W ostatnich miesiącach pojawiły się wyraźne oznaki ożywienia – statki dokują tam po raz pierwszy od 2018 r., a zdjęcia satelitarne sugerują gwałtowny wzrost handlu zarówno z portu, jak i linią kolejową do Rosji.
Strefa ekonomiczna Rason i różne oblicza współpracy Rosji i Korei Płn.
.Rosja wznowiła eksport ropy do Korei Północnej w grudniu 2022 r., a do kwietnia wyeksportowała tam 67 300 baryłek rafinowanej ropy naftowej, jak wynika z danych Organizacji Narodów Zjednoczonych, co stanowi pierwszą taką dostawę odnotowaną od 2020 r., poinformowali eksperci z Korei Południowej.
Według urzędników amerykańskich i południowokoreańskich oraz raportów zachodnich badaczy powołujących się na zdjęcia satelitarne od sierpnia do portu w Rason przypływały rosyjskie statki powiązane z wojskowym systemem logistycznym tego kraju.
Korea Północna wysłała z portu w Rason do Rosji około 2000 kontenerów podejrzanych o przewożenie pocisków artyleryjskich i prawdopodobnie rakiet krótkiego zasięgu, powiedzieli dziennikarzom południowokoreańscy wojskowi.
Zaobserwowano też, po wizycie rosyjskiego ministra obrony w Pjongjangu, zwiększenie ruchu wagonów kolejowych, powołując się na zdjęcia satelitarne.
Niedocenianie Korei Północnej to błąd
.Współpraca z komunistyczną dyktaturą jest jedną z metod, za pomocą których reżim Putina chce destabilizować sytuację międzynarodową. Tworzy on blok niedemokratycznych, autorytarnych państw, pośród których Korea Północna, jest wbrew pozorom najgroźniejszym i najbardziej nieprzewidywalnym krajem. Lekceważanie jej potencjału militarnego (zwłaszcza głowic nuklearnych w posiadaniu Korei Płn.) oraz stabilności władzy, która żelazną ręką utrzymuje kontrolę nad społeczeństwem, to, zdaniem Jung H. PAK, przewodniczącej Fundacji SK-Korea w Brookings Institution, potencjalnie szkodliwa postawa. Jej artykuł, opublikowany na łamach Wszystko co Najważniejsze jest przestrogą przed niedocenianiem komunistycznego reżimu Korei.

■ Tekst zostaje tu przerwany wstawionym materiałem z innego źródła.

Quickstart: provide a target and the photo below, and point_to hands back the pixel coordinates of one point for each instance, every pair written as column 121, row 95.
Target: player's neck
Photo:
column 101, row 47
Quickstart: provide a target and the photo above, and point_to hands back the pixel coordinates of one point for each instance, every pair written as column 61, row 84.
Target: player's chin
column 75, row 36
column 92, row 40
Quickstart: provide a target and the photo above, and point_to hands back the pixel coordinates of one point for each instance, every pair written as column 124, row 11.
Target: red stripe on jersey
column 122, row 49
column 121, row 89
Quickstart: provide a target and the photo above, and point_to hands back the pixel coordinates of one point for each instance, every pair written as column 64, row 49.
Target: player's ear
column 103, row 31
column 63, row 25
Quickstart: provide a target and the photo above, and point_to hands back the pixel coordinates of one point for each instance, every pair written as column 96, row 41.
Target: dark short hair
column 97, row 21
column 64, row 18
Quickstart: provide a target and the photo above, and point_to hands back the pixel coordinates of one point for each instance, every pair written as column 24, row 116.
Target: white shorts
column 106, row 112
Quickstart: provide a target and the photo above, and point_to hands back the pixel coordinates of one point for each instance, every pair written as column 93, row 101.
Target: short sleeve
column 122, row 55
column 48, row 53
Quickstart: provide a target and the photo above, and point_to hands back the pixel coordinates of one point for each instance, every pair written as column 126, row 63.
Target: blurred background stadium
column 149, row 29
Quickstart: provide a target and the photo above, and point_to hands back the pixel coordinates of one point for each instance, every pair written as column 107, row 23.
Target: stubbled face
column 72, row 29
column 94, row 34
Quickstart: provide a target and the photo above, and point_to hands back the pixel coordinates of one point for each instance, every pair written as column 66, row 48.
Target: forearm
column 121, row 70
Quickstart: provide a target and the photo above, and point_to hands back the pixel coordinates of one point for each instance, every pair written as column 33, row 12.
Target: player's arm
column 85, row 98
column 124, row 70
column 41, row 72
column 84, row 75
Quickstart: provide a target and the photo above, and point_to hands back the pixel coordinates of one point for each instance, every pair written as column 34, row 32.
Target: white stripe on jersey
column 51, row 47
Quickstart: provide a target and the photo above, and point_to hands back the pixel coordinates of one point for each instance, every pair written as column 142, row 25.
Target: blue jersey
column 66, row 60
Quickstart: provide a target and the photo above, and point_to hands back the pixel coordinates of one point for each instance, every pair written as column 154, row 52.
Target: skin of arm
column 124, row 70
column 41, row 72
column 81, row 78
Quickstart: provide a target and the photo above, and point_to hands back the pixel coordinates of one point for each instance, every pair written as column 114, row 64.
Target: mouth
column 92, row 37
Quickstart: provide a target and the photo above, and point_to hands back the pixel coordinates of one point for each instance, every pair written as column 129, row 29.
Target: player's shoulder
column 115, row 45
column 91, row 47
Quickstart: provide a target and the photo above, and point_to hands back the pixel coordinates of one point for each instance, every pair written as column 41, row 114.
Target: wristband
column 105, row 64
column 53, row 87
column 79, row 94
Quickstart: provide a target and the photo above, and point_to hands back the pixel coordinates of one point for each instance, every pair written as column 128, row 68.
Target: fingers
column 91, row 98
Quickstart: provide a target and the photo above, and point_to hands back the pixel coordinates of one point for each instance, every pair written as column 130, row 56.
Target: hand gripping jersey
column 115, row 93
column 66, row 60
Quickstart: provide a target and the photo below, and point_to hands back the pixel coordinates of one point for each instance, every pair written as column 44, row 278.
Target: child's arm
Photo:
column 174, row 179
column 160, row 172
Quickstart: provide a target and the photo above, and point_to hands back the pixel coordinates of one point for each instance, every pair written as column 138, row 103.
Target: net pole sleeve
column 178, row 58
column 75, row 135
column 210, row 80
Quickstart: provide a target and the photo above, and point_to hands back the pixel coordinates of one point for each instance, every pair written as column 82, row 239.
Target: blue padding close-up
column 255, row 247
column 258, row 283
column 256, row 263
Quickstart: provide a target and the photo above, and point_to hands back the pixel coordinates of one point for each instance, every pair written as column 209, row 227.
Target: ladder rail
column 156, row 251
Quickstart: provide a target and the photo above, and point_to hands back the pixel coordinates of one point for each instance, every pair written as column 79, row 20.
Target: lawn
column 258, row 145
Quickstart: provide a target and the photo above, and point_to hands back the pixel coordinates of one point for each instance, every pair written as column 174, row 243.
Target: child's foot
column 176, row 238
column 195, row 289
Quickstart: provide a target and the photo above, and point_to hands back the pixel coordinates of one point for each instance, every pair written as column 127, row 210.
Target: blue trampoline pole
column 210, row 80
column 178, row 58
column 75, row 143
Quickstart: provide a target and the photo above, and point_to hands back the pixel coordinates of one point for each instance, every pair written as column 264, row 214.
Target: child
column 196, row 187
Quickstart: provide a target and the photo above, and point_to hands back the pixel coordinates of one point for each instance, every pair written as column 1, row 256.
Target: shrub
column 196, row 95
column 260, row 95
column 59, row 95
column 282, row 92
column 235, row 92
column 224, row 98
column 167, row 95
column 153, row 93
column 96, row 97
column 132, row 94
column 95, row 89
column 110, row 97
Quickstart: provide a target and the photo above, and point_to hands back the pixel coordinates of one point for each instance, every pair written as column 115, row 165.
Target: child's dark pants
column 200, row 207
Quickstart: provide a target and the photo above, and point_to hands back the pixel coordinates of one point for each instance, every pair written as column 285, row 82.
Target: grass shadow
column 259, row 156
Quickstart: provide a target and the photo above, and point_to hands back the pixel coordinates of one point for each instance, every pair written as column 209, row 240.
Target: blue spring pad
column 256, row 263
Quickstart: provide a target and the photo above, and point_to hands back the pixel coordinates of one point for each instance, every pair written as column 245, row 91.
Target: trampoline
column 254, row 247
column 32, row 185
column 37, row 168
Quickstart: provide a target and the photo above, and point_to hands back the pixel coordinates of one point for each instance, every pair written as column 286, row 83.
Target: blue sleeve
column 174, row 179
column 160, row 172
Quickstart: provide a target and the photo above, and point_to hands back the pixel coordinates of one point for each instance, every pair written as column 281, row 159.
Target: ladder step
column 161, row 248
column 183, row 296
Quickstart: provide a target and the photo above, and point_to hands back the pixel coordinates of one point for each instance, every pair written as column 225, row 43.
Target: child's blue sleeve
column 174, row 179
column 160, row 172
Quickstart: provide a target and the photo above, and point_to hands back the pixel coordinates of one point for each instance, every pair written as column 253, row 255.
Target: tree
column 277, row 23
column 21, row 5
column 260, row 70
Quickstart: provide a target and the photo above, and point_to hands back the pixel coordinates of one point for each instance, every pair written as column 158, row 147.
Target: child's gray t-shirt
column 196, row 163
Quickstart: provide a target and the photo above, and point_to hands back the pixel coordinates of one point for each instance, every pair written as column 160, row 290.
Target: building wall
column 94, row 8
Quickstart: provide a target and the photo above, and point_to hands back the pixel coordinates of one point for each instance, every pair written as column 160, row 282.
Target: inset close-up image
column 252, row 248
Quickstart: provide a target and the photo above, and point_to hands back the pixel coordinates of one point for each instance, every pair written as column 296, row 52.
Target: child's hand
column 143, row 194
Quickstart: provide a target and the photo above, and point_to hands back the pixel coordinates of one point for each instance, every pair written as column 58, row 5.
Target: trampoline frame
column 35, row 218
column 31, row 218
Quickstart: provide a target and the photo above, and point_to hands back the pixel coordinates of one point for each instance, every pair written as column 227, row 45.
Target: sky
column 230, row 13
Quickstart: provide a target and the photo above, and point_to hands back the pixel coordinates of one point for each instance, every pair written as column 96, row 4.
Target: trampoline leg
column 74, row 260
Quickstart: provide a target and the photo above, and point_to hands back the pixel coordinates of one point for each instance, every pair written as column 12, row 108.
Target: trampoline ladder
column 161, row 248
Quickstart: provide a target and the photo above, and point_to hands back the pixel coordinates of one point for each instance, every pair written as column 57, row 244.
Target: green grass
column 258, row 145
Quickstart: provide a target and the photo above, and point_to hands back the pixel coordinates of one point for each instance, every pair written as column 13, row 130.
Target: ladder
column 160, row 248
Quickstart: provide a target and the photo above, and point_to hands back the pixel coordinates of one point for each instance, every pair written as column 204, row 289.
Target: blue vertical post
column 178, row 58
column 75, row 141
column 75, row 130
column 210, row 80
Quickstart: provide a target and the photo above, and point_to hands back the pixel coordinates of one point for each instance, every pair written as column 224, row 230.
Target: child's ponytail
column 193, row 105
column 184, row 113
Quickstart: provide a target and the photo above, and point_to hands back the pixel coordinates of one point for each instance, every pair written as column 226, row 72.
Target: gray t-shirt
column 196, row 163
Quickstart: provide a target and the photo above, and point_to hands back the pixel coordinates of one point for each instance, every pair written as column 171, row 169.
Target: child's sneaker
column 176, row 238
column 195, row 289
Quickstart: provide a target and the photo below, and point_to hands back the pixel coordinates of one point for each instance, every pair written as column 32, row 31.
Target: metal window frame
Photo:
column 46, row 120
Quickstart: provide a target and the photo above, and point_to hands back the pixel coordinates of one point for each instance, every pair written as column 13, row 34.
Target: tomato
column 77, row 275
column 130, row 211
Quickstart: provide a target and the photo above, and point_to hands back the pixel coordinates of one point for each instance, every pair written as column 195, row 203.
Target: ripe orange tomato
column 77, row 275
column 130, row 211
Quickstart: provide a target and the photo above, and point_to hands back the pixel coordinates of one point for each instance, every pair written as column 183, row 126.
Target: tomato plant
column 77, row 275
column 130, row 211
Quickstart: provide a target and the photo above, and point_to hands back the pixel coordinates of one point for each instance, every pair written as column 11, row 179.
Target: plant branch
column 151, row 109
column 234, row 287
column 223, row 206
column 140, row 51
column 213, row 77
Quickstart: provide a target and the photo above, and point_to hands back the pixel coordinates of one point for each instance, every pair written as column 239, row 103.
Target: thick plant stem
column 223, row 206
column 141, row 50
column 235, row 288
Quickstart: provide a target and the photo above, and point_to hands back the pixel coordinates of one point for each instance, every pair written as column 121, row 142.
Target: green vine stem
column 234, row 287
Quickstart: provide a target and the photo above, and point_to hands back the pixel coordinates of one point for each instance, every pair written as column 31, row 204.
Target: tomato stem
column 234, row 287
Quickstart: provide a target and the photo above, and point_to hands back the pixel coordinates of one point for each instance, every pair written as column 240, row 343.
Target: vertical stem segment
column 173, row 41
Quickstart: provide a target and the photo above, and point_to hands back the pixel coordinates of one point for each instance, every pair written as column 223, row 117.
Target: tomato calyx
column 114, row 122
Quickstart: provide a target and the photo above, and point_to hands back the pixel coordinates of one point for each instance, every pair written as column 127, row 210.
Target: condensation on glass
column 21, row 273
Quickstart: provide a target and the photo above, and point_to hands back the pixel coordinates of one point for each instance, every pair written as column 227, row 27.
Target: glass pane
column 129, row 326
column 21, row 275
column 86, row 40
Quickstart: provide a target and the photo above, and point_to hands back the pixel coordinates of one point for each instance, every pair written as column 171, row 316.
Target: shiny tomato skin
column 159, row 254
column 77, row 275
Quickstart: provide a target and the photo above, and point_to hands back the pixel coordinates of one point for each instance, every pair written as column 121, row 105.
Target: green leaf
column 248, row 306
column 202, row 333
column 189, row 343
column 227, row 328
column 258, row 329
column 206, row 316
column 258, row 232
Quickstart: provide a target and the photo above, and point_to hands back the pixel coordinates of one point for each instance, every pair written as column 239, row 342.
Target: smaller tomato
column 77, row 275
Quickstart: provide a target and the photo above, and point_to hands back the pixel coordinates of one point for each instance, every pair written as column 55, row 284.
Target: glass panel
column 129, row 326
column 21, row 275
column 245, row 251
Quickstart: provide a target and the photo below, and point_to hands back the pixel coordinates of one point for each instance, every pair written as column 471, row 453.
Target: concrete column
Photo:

Zdaniem autorki, ten kraj jest za czasów Kim Dzong Una groźniejszy niż kiedykolwiek wcześniej. Od dziesięcioleci rozwija on bowiem broń jądrową. Północnokoreański dyktator przetestował także cztery razy więcej pocisków niż jego ojciec i dziadek razem wzięci, i przeprowadził cztery testy broni jądrowej.
Kim Dzong Un zdaje sobie sprawę, że bogactwo sąsiedniej Korei Południowej jest czynnikiem kryzysogennym jego państwa i próbuje uczynić Koreę Północną bardziej „nowoczesną”, budując ośrodki narciarskie, wieżowce, parki rozrywki i luksusowe domy towarowe, równocześnie cały czas zwiększając potencjał militarny kraju. Utrzymuje też ten sam poziom inwigilacji społeczeństwa, a nawet według niektórych go zwiększa.
„Żadna krytyka lub domniemana krytyka Kimów nie jest tolerowana, a sprawców (i często ich rodziny) wysyła się do obozów, aby odpokutowali za domniemane zbrodnie” – pisze Jung H. PAK.
„Kim Dzong Una wspiera jego siostra Kim Jo Dzong, która jest jego zaufaną powierniczką i doradczynią. W 2020 roku, po przyjęciu kilku publicznych urzędów, jej rola stała się bardziej widoczna, co wskazuje, że brat ma do niej absolutne zaufanie. Kim Dzong Un przyznaje coraz więcej uprawnień swojej siostrze, prawdopodobnie aby zapewnić ciągłość reżimu, jeśli sam zachoruje lub stanie się niezdolny do pracy. Może też odgrywać rolę w wychowaniu dzieci Kim Dzong Una, które są zbyt małe, aby przejąć władzę” – zaznacza autorka.
Przypomina ona, że niestety dynastia Kimów opiera swoją władzę na represjach i strachu. Rządzący Koreą Północną wykorzystują obozy pracy i obozy jenieckie oraz system nadzoru, aby utrzymać uległość mieszkańców kraju. Jednocześnie reżim nagradza tych, którzy wykazują największe oddanie i lojalność wobec przywódcy, przywilejami, luksusowymi przedmiotami oraz możliwościami edukacji i kariery, co wzmacnia system.
Jeszcze do niedawna taki przepych dla elit był możliwy tylko z racji tego, że Chiny były jedynym sojusznikiem i dobroczyńcą Korei Północnej, który odpowiadał za ponad 90 procent całkowitego handlu Północy. W ostatnich latach jednak, a zwłaszcza od 2022 roku do grona ekonomicznych i politycznych sojuszników reżimu Korei Północnej dołączyła także Rosja.